Nach 105 Jahren entziffert
Gefunden worden war der Messergriff – denn nur dieser ist noch erhalten – bereits 1918 bei einer Grabung knapp nördlich der heutigen Salzburger Straße zwischen der Hamerling- und der Vogelweiderstraße.

Damals legten Archäologen ein Stück einer antiken Ost-West-Straße und südlich anschließend Reste von Gebäuden frei. Eines davon wurde als Metallwerkstätte interpretiert. Die Fundstücke gehören vorwiegend dem 2. Jahrhundert nach Christus an.

Bild: Stadt Wels

Von Anfang an richtig lagen die Experten mit der Identifizierung des Materials:
Das Fundstück besteht tatsächlich aus Elfenbein.
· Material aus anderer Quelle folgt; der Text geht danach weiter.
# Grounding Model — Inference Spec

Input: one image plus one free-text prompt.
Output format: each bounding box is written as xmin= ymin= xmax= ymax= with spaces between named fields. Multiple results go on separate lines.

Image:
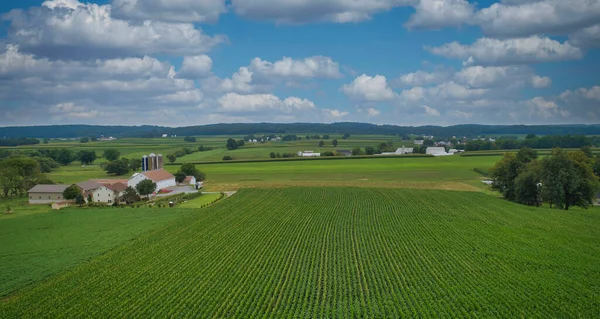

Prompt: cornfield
xmin=2 ymin=188 xmax=598 ymax=317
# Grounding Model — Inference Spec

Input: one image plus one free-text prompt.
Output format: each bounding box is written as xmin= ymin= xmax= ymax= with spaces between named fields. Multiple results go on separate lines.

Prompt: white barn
xmin=128 ymin=169 xmax=176 ymax=192
xmin=426 ymin=147 xmax=452 ymax=156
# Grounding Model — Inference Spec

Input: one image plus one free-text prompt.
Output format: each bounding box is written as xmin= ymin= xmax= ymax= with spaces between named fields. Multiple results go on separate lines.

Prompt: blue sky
xmin=0 ymin=0 xmax=598 ymax=126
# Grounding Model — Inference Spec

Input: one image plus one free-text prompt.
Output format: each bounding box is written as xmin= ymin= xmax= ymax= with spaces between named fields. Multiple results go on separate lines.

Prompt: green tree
xmin=226 ymin=138 xmax=238 ymax=150
xmin=75 ymin=194 xmax=86 ymax=206
xmin=87 ymin=194 xmax=93 ymax=204
xmin=580 ymin=146 xmax=593 ymax=158
xmin=175 ymin=171 xmax=186 ymax=185
xmin=33 ymin=157 xmax=60 ymax=173
xmin=323 ymin=135 xmax=330 ymax=140
xmin=352 ymin=147 xmax=362 ymax=156
xmin=105 ymin=160 xmax=130 ymax=176
xmin=332 ymin=139 xmax=338 ymax=147
xmin=180 ymin=163 xmax=197 ymax=176
xmin=269 ymin=152 xmax=276 ymax=158
xmin=90 ymin=136 xmax=98 ymax=142
xmin=516 ymin=147 xmax=538 ymax=163
xmin=136 ymin=180 xmax=157 ymax=198
xmin=80 ymin=137 xmax=89 ymax=143
xmin=237 ymin=140 xmax=245 ymax=147
xmin=167 ymin=154 xmax=177 ymax=163
xmin=103 ymin=149 xmax=120 ymax=161
xmin=56 ymin=149 xmax=74 ymax=166
xmin=318 ymin=141 xmax=325 ymax=147
xmin=514 ymin=161 xmax=542 ymax=206
xmin=184 ymin=136 xmax=197 ymax=142
xmin=195 ymin=171 xmax=206 ymax=181
xmin=365 ymin=147 xmax=376 ymax=155
xmin=593 ymin=155 xmax=600 ymax=178
xmin=223 ymin=155 xmax=233 ymax=161
xmin=489 ymin=153 xmax=521 ymax=201
xmin=130 ymin=158 xmax=142 ymax=171
xmin=342 ymin=133 xmax=350 ymax=140
xmin=43 ymin=138 xmax=49 ymax=144
xmin=121 ymin=186 xmax=140 ymax=204
xmin=63 ymin=185 xmax=81 ymax=200
xmin=78 ymin=150 xmax=97 ymax=165
xmin=0 ymin=167 xmax=21 ymax=197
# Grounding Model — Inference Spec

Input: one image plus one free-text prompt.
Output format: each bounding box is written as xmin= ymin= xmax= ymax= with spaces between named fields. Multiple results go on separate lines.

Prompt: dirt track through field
xmin=205 ymin=181 xmax=480 ymax=192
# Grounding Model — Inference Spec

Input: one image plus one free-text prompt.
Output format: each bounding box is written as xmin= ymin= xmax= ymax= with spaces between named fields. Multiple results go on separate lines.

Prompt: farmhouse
xmin=426 ymin=147 xmax=452 ymax=156
xmin=128 ymin=169 xmax=176 ymax=191
xmin=105 ymin=182 xmax=128 ymax=199
xmin=76 ymin=180 xmax=103 ymax=198
xmin=298 ymin=151 xmax=321 ymax=157
xmin=28 ymin=184 xmax=71 ymax=204
xmin=414 ymin=140 xmax=424 ymax=145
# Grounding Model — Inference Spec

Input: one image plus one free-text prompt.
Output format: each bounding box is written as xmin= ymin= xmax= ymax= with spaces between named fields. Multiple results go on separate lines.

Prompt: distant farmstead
xmin=128 ymin=169 xmax=176 ymax=191
xmin=426 ymin=147 xmax=453 ymax=156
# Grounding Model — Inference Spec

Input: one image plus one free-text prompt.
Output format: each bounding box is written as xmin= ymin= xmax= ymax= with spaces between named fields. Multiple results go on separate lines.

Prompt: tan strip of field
xmin=205 ymin=181 xmax=481 ymax=192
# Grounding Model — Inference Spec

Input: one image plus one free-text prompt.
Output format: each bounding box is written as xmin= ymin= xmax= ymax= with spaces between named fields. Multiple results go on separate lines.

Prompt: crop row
xmin=1 ymin=188 xmax=598 ymax=318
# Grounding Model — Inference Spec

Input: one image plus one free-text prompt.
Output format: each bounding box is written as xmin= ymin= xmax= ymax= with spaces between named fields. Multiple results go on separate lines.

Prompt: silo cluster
xmin=141 ymin=153 xmax=164 ymax=172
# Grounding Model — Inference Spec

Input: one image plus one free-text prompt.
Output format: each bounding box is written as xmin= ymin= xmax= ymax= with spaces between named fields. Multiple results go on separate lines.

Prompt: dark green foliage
xmin=167 ymin=154 xmax=177 ymax=163
xmin=105 ymin=160 xmax=130 ymax=176
xmin=0 ymin=138 xmax=40 ymax=147
xmin=342 ymin=133 xmax=350 ymax=140
xmin=80 ymin=137 xmax=89 ymax=143
xmin=322 ymin=151 xmax=335 ymax=156
xmin=75 ymin=194 xmax=85 ymax=206
xmin=78 ymin=150 xmax=97 ymax=165
xmin=121 ymin=186 xmax=140 ymax=204
xmin=175 ymin=171 xmax=186 ymax=184
xmin=63 ymin=185 xmax=81 ymax=200
xmin=197 ymin=145 xmax=214 ymax=152
xmin=222 ymin=156 xmax=233 ymax=161
xmin=129 ymin=158 xmax=141 ymax=171
xmin=237 ymin=140 xmax=245 ymax=147
xmin=184 ymin=136 xmax=197 ymax=142
xmin=365 ymin=146 xmax=376 ymax=155
xmin=226 ymin=138 xmax=238 ymax=150
xmin=332 ymin=139 xmax=338 ymax=147
xmin=180 ymin=163 xmax=196 ymax=176
xmin=514 ymin=163 xmax=542 ymax=206
xmin=33 ymin=157 xmax=60 ymax=173
xmin=580 ymin=146 xmax=593 ymax=158
xmin=318 ymin=141 xmax=325 ymax=147
xmin=87 ymin=194 xmax=93 ymax=204
xmin=103 ymin=149 xmax=120 ymax=161
xmin=136 ymin=180 xmax=157 ymax=197
xmin=56 ymin=149 xmax=75 ymax=166
xmin=269 ymin=152 xmax=276 ymax=158
xmin=352 ymin=147 xmax=362 ymax=156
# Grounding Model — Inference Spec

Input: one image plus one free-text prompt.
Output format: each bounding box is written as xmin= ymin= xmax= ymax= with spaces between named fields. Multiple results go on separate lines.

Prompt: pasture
xmin=1 ymin=188 xmax=598 ymax=317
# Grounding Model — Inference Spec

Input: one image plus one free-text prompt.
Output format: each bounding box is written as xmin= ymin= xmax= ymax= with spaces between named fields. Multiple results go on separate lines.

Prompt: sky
xmin=0 ymin=0 xmax=599 ymax=127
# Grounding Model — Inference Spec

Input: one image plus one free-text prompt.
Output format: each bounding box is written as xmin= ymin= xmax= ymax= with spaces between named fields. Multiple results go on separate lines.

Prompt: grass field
xmin=176 ymin=193 xmax=222 ymax=208
xmin=46 ymin=155 xmax=502 ymax=191
xmin=0 ymin=207 xmax=192 ymax=297
xmin=1 ymin=188 xmax=598 ymax=317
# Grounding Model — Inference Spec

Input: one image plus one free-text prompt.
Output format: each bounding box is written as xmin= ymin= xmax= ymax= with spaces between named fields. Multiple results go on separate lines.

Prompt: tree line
xmin=465 ymin=135 xmax=598 ymax=151
xmin=0 ymin=138 xmax=40 ymax=146
xmin=4 ymin=124 xmax=600 ymax=139
xmin=490 ymin=147 xmax=600 ymax=210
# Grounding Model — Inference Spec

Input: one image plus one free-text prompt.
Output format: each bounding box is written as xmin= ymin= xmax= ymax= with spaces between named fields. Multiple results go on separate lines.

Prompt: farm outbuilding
xmin=28 ymin=184 xmax=71 ymax=204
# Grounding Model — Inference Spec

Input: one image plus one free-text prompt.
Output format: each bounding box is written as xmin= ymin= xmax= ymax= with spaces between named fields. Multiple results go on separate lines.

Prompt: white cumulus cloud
xmin=405 ymin=0 xmax=474 ymax=30
xmin=341 ymin=74 xmax=397 ymax=102
xmin=421 ymin=105 xmax=440 ymax=116
xmin=217 ymin=93 xmax=315 ymax=113
xmin=111 ymin=0 xmax=227 ymax=23
xmin=178 ymin=55 xmax=213 ymax=79
xmin=427 ymin=36 xmax=583 ymax=66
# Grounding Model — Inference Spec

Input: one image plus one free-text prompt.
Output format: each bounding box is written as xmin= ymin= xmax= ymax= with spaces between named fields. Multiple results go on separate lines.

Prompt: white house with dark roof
xmin=28 ymin=184 xmax=71 ymax=204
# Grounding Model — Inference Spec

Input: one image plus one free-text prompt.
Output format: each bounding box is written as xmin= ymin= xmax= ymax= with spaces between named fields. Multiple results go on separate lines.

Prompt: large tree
xmin=1 ymin=157 xmax=43 ymax=194
xmin=0 ymin=167 xmax=21 ymax=197
xmin=78 ymin=150 xmax=97 ymax=165
xmin=180 ymin=163 xmax=197 ymax=176
xmin=175 ymin=171 xmax=186 ymax=185
xmin=136 ymin=180 xmax=157 ymax=198
xmin=56 ymin=149 xmax=74 ymax=166
xmin=63 ymin=185 xmax=81 ymax=200
xmin=332 ymin=139 xmax=338 ymax=147
xmin=226 ymin=138 xmax=238 ymax=150
xmin=105 ymin=160 xmax=130 ymax=176
xmin=75 ymin=194 xmax=86 ymax=206
xmin=121 ymin=186 xmax=140 ymax=204
xmin=103 ymin=149 xmax=120 ymax=161
xmin=130 ymin=158 xmax=142 ymax=171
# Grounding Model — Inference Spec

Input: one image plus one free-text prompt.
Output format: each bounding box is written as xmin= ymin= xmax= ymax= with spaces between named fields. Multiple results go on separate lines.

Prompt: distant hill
xmin=1 ymin=123 xmax=600 ymax=138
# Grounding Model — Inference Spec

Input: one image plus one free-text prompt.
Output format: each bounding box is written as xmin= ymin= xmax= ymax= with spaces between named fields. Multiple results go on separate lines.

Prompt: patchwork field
xmin=2 ymin=188 xmax=598 ymax=317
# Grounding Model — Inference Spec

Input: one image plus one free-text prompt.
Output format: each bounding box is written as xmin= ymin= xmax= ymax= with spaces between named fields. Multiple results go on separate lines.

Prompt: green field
xmin=45 ymin=155 xmax=501 ymax=191
xmin=1 ymin=188 xmax=598 ymax=317
xmin=0 ymin=207 xmax=191 ymax=296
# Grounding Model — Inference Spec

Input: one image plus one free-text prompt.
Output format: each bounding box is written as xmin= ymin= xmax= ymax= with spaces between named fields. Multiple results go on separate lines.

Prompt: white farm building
xmin=298 ymin=151 xmax=321 ymax=157
xmin=426 ymin=147 xmax=453 ymax=156
xmin=380 ymin=146 xmax=414 ymax=156
xmin=128 ymin=169 xmax=176 ymax=192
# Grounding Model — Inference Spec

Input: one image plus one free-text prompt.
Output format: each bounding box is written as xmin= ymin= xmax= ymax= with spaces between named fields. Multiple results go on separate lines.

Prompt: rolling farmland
xmin=2 ymin=188 xmax=598 ymax=317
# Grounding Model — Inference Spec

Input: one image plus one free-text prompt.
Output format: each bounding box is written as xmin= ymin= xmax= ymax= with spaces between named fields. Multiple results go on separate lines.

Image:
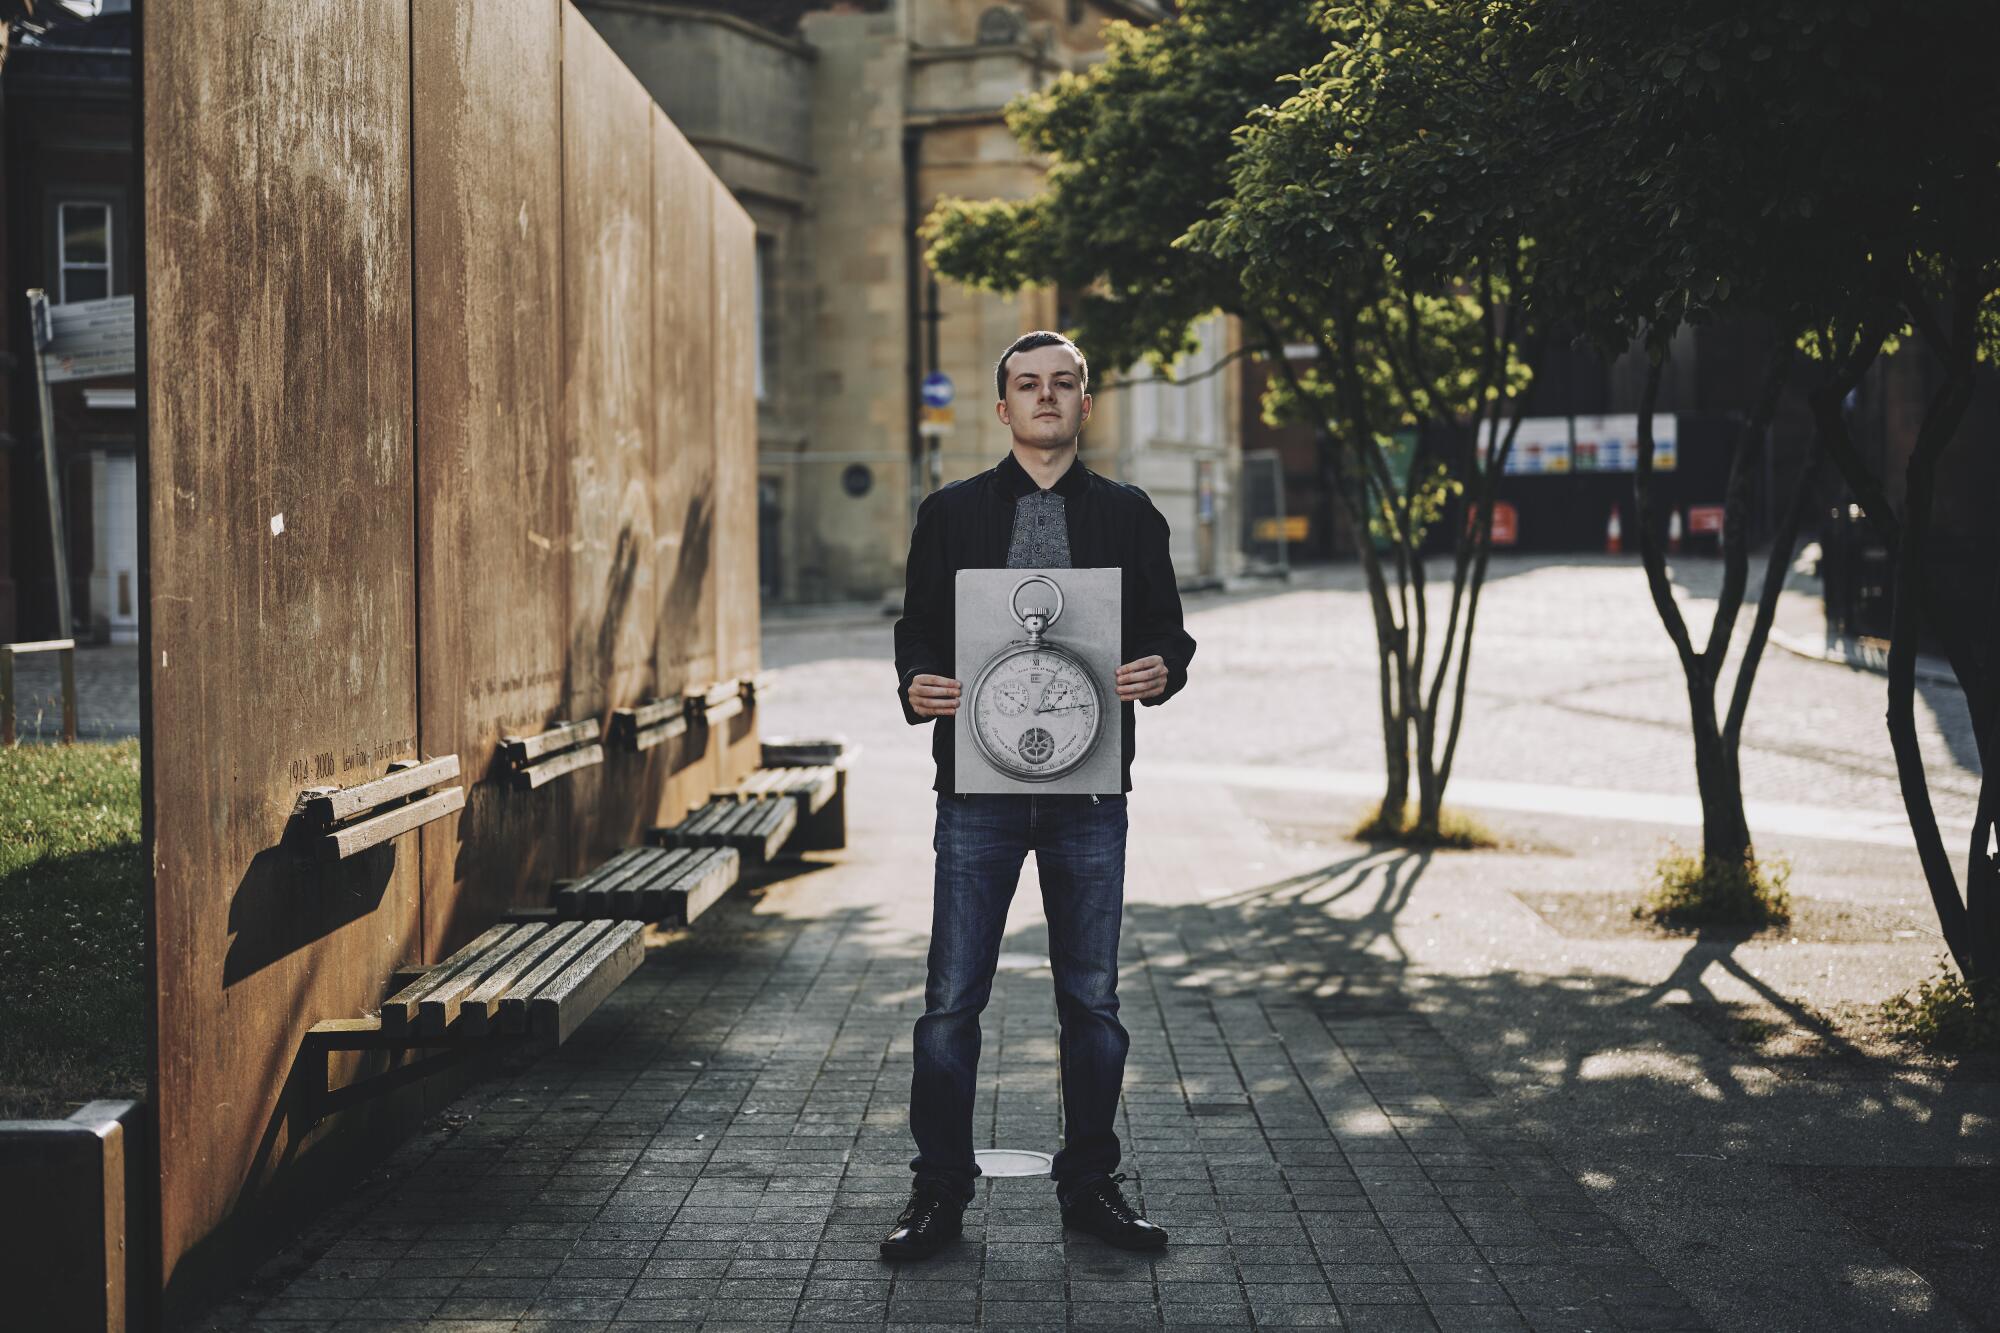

Auch über die Tatsache, dass die eingeritzten Schriftzeichen keineswegs römisch seien, bestand Einigkeit.

Über die tatsächliche Herkunft gab es jedoch nur Vermutungen:
Ferdinand Wiesinger – damals leitender Beamter der Stadtverwaltung und Stadtarchäologe in einer Person und heute Namensgeber eines Straßenzuges im Stadtteil Vogelweide – vermutete den orientalisch-ägyptischen Bereich, Fachkollegen hingegen tippten auf einen mittelpersischen Ursprung in Zusammenhang mit dem Mithraskult.

Doch weit gefehlt! Denn nun steht fest, dass der Welser Messergriff mit ziemlicher Sicherheit aus Niya stammt. Dieses einst bedeutende Handelszentrum lag am südlichen Zweig der Seidenstraße im westlichen Teil der Taklamakan-Wüste und ging in den ersten Jahrhunderten nach Christus aufgrund von Wassermangel unter. Heute liegt das Gebiet in der Volksrepublik China, genauer gesagt im Regierungsbezirk Hotan in der autonomen Region Xinjang (heute des öfteren in den Schlagzeilen durch die Uiguren-Minderheit und deren Konflikte mit der Pekinger Zentralverwaltung).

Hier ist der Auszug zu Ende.